Bologna, 11 novembre 2020 – La sfida principale per gli ospedali, ora, è tenere aperto. Ovvero, pur raggiungendo – questo è l’obiettivo – un totale di 700 posti letto Covid, riuscire ugualmente a mantenere aperti gli altri reparti e garantire visite, interventi, rispettare le prenotazioni. E l’Emilia-Romagna, da zona gialla, rischia di diventare arancione, mentre il governatore Bonaccini valuta ordinanze ad hoc per nuove restrizioni anti-assembramenti, soprattutto nel weekend. Un quadro non semplice, quello che analizza il professor Pierluigi Viale, primario di Malattie infettive al Policlinico Sant’Orsola.
Professor Viale, i contagi aumentano a vista d’occhio, ogni giorno. Gli ospedali possono gestirli?

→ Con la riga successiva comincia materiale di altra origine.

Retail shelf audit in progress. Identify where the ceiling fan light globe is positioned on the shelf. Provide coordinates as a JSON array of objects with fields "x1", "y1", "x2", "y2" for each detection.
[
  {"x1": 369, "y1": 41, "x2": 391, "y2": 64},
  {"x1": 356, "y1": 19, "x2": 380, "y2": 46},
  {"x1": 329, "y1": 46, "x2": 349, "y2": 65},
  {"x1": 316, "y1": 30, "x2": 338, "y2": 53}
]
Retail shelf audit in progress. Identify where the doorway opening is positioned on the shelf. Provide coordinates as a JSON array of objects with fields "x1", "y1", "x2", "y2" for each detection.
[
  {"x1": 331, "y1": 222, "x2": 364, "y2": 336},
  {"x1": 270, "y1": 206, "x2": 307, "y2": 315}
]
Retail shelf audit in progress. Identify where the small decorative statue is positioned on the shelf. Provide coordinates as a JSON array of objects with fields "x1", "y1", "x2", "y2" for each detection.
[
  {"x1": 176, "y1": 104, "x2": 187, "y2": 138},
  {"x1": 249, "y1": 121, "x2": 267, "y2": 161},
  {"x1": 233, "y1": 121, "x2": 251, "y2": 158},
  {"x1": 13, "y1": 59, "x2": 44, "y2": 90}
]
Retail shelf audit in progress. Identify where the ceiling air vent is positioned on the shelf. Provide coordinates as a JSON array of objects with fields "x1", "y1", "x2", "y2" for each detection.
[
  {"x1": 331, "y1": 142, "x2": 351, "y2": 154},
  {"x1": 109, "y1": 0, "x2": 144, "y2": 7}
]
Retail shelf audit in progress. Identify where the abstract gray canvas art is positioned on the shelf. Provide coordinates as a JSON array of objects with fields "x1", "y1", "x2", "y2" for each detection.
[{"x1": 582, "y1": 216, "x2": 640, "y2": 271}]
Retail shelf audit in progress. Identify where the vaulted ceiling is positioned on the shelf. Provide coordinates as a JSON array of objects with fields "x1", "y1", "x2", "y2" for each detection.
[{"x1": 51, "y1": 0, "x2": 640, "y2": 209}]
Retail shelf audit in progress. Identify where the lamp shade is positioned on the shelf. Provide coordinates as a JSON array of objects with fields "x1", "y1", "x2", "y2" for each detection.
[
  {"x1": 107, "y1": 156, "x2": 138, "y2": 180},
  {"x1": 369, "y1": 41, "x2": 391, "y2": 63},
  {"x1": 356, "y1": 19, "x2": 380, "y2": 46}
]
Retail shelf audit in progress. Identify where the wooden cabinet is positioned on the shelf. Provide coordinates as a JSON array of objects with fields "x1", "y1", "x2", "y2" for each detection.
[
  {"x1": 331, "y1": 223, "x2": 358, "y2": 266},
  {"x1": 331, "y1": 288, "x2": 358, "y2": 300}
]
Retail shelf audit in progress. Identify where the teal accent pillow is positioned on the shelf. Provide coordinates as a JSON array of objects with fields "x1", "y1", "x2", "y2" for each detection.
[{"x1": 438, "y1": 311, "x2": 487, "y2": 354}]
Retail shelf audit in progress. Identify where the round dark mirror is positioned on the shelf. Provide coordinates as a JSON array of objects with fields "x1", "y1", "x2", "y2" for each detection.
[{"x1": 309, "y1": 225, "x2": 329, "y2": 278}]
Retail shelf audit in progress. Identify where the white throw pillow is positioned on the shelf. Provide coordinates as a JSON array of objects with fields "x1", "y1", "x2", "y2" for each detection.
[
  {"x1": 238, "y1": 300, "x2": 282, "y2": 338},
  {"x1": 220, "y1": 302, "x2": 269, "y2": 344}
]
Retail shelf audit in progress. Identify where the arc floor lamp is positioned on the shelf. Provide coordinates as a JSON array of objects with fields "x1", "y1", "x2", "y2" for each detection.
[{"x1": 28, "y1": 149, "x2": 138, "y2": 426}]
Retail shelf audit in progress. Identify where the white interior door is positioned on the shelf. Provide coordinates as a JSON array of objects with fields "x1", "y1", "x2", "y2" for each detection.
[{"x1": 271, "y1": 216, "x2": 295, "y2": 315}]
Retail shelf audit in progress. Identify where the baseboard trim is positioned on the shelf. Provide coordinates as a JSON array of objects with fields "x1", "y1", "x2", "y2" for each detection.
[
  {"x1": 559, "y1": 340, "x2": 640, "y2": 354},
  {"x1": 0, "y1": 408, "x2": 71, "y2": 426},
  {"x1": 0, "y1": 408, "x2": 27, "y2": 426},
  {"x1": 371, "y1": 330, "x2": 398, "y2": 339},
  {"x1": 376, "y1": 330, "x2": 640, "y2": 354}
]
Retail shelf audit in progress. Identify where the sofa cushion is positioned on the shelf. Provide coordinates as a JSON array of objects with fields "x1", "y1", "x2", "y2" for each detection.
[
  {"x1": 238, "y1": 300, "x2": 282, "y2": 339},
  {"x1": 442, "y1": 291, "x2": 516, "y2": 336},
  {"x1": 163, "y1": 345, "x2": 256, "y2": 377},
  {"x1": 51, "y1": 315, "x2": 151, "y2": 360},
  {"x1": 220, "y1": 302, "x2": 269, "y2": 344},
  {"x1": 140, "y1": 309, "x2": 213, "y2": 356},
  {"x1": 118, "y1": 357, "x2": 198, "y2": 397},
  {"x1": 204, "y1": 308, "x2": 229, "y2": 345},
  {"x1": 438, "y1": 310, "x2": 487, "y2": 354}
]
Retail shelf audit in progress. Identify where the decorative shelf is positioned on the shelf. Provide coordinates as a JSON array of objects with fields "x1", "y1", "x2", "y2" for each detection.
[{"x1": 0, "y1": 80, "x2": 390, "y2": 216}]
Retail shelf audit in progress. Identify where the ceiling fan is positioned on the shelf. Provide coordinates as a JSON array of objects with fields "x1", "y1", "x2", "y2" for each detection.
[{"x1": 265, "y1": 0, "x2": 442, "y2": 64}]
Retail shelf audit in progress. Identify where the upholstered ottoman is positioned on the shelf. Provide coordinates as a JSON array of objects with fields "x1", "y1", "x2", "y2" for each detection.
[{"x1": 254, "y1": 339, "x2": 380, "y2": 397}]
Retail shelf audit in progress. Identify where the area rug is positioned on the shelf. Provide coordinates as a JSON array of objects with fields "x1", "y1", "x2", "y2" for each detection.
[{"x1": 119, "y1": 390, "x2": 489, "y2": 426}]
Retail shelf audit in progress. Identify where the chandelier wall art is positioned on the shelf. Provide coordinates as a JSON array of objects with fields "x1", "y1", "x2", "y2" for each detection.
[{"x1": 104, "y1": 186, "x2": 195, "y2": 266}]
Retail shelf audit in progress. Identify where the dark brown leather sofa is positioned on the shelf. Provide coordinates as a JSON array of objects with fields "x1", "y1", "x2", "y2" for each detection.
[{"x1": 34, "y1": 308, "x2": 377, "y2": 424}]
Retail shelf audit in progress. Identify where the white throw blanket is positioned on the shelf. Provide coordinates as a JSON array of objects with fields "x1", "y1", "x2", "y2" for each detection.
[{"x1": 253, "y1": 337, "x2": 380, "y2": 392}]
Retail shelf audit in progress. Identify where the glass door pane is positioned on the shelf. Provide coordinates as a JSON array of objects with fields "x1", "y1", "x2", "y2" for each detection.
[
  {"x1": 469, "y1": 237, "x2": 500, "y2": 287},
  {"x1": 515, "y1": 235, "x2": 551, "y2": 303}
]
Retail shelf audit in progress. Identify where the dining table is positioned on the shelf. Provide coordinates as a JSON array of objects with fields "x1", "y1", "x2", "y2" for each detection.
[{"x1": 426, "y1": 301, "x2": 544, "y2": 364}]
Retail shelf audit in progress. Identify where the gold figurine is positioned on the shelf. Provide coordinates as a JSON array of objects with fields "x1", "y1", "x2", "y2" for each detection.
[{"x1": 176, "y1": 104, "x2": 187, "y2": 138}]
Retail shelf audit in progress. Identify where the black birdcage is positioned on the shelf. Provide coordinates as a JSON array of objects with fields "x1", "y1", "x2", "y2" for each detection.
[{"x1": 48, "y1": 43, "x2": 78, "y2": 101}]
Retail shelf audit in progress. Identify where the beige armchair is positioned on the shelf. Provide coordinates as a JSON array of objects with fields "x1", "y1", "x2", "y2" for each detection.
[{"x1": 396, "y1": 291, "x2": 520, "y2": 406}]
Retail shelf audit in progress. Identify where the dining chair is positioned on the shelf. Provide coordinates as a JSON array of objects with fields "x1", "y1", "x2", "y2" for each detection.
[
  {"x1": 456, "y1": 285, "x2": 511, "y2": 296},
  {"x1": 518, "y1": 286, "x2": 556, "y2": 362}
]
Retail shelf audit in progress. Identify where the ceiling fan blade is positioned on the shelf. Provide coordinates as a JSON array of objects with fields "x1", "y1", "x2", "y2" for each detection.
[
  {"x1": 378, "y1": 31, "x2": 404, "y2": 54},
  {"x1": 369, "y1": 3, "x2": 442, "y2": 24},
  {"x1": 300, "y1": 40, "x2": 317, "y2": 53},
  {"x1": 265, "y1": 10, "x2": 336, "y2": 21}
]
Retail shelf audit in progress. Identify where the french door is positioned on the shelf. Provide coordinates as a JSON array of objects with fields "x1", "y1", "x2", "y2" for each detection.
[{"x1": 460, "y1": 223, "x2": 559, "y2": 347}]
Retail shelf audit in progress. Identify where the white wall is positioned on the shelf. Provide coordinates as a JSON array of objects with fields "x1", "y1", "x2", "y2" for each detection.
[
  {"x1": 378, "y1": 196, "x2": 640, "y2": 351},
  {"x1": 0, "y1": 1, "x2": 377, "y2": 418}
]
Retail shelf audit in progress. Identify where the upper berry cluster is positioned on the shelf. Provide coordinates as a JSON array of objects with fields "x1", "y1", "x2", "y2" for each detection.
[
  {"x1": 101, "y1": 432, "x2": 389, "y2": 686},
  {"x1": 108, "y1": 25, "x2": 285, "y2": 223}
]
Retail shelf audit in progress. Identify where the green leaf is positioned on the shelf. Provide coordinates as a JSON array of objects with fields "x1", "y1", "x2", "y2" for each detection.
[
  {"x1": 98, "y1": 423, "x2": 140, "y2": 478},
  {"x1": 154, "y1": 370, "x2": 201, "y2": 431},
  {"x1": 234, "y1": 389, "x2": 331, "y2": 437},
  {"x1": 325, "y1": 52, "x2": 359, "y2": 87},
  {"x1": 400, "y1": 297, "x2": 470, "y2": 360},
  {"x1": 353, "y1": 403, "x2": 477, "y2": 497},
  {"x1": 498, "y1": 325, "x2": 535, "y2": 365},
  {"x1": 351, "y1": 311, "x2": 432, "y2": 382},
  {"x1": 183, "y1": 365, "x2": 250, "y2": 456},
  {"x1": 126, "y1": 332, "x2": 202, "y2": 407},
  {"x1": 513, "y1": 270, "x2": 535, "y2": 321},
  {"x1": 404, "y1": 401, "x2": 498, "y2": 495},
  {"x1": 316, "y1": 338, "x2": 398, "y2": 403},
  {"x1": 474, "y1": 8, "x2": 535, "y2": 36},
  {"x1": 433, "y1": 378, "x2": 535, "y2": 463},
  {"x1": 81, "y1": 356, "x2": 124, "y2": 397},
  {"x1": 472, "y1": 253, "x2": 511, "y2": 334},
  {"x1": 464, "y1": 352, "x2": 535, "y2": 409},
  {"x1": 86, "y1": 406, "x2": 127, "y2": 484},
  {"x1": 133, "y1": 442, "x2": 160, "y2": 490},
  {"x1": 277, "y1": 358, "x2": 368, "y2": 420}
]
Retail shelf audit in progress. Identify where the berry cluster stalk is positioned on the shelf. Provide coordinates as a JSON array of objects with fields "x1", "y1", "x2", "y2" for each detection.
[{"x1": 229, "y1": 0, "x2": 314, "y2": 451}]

“Per adesso sì, grazie ai posti letto che abbiamo, che comunque non sono pochi, e speriamo che il privato accreditato ci venga incontro, almeno per i pazienti non in Terapia intensiva. Rispetto a marzo-aprile abbiamo meno posti letto occupati e siamo più preparati, certo, ma resta aperta l’attività ordinaria extra Covid e, in più, dal punto di vista psicologico lo stress è aumentato. C’è meno spinta dettata dal clima di ’eroismo’, e più stanchezza. Da parte dei sanitari, ma anche dei cittadini”.
Cosa pensa di eventuali restrizioni a livello regionale?
“Che è meglio arrivi prima un lockdown per i cittadini, piuttosto che per gli ospedali. Il decreto di metà ottobre, con le prime restrizioni sui locali pubblici, aveva senso: ma è stato quasi inutile, perché le persone non ne hanno compreso il senso. Forse si sono stufate di rispettare le regole, dopo la breve estate delle illusioni, e allora riprendere anche solo un lockdown ’soft’ è diventato difficilissimo. Le faccio un esempio: il weekend scorso, il centro di Bologna era affollatissimo. C’erano molte più persone del solito, quasi non si camminava. E allora mi chiedo: per fare ragionare queste persone forse la carota non basta più, serve il bastone?”
Secondo lei la sanità pubblica quanto può reggere ancora?
“Settecento posti letto Covid può gestirli, mille penso di no. Quindi, gli interventi servono subito, prima che la situazione sfugga di mano. Durante il primo lockdown l’Italia ha dato lezioni di civiltà a tutto il mondo, ora invece ha risposto in modo ben diverso alle misure via via più restrittive. Quindi forse un intervento più deciso è l’unica soluzione. Lo dico pensandolo a livello nazionale: se persino l’Emilia-Romagna, che può vantare il sistema sanitario più organizzato d’Italia, è in difficoltà, immagino come possano resistere altre regioni, con un ritmo di trentamila nuovi casi al giorno e una media di 300 ricoveri in Rianimazione”.
Alcuni suoi colleghi aspirano addirittura a una ’zona rossa’, un lockdown totale per l’Emilia-Romagna. La Regione invece valuta interventi più restrittivi a livello locale. Secondo lei questo aiuterebbe?
“Certo, la riflessione del governatore Stefano Bonaccini di stringere un po’ le maglie ha senso, anzi sembra quasi inevitabile. I livelli di lavoro nelle Terapie intensive bolognesi, per ora, non sono drammatici. Gli ingressi nei reparti Covid sono numerosi, è vero, ma pian piano le persone iniziano anche a guarire ed essere dimesse. Il problema resta sempre quello di gestire, nel frattempo, tutta l’altra attività non-Covid”.
Parlava prima di clima ’eroico’: ora l’adrenalina dei primi mesi non c’è più?
“Siamo tutti più stanchi. Sia il personale sanitario, dopo mesi di sacrifici, sia i cittadini, che dopo tanti mesi in casa appena hanno visto la ’gabbia’ aprirsi, la scorsa estate, ora faticano a tornarci dentro. Ma è necessario contenere i contagi”.
E il vaccino?
“Le sperimentazioni sono in corso e questa è un’ottima notizia. Per il momento è tutto quello che posso dire a riguardo”.